Genomics Abstract To characterize somatic alterations in colorectal carcinoma, we conducted a genome-scale analysis of samples, analysing exome sequence, DNA copy number, promoter methylation and messenger RNA and microRNA expression. A subset of these samples 97 underwent low-depth-of-coverage whole-genome sequencing. Excluding the hypermutated cancers, colon and rectum cancers were found to have considerably similar patterns of genomic alteration. Recurrent copy-number alterations include potentially drug-targetable amplifications of ERBB2 and newly discovered amplification of IGF2. Integrative analyses suggest new markers for aggressive colorectal carcinoma and an important role for MYC-directed transcriptional activation and repression.

Author:Kigul Gagal
Language:English (Spanish)
Published (Last):17 March 2015
PDF File Size:5.72 Mb
ePub File Size:17.83 Mb
Price:Free* [*Free Regsitration Required]

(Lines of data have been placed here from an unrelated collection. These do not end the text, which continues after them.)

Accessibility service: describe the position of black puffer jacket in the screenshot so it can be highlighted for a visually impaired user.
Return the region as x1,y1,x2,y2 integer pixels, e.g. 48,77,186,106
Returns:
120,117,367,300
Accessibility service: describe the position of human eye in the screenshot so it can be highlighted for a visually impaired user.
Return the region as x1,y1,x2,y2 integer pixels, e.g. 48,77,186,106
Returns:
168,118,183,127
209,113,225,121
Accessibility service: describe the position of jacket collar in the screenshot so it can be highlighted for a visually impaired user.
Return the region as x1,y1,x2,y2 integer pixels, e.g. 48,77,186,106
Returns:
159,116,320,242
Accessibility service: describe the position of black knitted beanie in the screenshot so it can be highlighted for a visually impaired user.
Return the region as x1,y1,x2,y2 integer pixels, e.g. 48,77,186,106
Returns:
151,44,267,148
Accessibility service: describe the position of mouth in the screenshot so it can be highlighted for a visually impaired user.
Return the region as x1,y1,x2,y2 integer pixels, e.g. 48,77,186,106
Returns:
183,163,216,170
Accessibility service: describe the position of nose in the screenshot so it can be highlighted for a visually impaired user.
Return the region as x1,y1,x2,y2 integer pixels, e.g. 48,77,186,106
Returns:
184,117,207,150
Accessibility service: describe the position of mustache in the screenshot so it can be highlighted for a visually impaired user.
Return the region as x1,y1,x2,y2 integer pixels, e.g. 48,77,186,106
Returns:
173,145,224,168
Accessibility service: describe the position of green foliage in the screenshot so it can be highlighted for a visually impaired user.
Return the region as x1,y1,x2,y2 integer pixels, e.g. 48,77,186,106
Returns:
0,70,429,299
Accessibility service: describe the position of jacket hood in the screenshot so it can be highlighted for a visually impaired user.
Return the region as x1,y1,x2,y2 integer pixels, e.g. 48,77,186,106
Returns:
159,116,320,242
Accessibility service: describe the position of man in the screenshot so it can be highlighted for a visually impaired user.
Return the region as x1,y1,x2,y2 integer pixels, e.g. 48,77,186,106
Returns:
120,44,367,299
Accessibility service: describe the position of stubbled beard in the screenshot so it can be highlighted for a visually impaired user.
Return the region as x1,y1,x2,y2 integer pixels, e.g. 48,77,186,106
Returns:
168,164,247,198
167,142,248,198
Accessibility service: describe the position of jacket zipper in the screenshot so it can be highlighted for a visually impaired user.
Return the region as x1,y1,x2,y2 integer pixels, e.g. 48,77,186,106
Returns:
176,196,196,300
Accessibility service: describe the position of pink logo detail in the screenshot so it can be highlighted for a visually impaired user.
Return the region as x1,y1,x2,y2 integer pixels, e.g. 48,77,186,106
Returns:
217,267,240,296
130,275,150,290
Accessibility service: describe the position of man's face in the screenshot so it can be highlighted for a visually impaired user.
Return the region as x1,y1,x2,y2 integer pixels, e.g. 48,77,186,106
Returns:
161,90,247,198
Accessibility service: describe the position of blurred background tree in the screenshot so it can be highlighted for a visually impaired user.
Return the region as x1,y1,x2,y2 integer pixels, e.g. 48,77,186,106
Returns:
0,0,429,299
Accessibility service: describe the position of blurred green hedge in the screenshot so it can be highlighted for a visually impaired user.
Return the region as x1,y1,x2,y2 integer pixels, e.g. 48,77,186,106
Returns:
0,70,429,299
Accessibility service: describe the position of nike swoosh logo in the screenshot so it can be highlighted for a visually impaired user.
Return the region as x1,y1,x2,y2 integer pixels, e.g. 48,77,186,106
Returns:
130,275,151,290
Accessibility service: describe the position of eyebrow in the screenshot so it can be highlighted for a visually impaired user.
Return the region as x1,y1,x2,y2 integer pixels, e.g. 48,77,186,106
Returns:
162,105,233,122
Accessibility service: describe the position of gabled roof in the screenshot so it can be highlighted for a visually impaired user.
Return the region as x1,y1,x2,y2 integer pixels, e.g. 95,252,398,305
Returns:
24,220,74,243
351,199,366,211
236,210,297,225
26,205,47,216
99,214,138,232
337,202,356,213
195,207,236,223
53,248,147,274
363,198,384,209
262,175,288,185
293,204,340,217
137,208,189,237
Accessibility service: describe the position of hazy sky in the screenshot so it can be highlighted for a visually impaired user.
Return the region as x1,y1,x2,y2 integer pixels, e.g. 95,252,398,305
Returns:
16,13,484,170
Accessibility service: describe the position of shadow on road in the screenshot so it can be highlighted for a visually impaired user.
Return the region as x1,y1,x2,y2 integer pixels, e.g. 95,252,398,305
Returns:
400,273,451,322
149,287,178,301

Metrics details Abstract Comparative analysis of multiple genomes in a phylogenetic framework dramatically improves the precision and sensitivity of evolutionary inference, producing more robust results than single-genome analyses can provide.

The genomes of 12 Drosophila species, ten of which are presented here for the first time sechellia, simulans, yakuba, erecta, ananassae, persimilis, willistoni, mojavensis, virilis and grimshawi , illustrate how rates and patterns of sequence divergence across taxa can illuminate evolutionary processes on a genomic scale.

These genome sequences augment the formidable genetic tools that have made Drosophila melanogaster a pre-eminent model for animal genetics, and will further catalyse fundamental research on mechanisms of development, cell biology, genetics, disease, neurobiology, behaviour, physiology and evolution. Despite remarkable similarities among these Drosophila species, we identified many putatively non-neutral changes in protein-coding genes, non-coding RNA genes, and cis-regulatory regions.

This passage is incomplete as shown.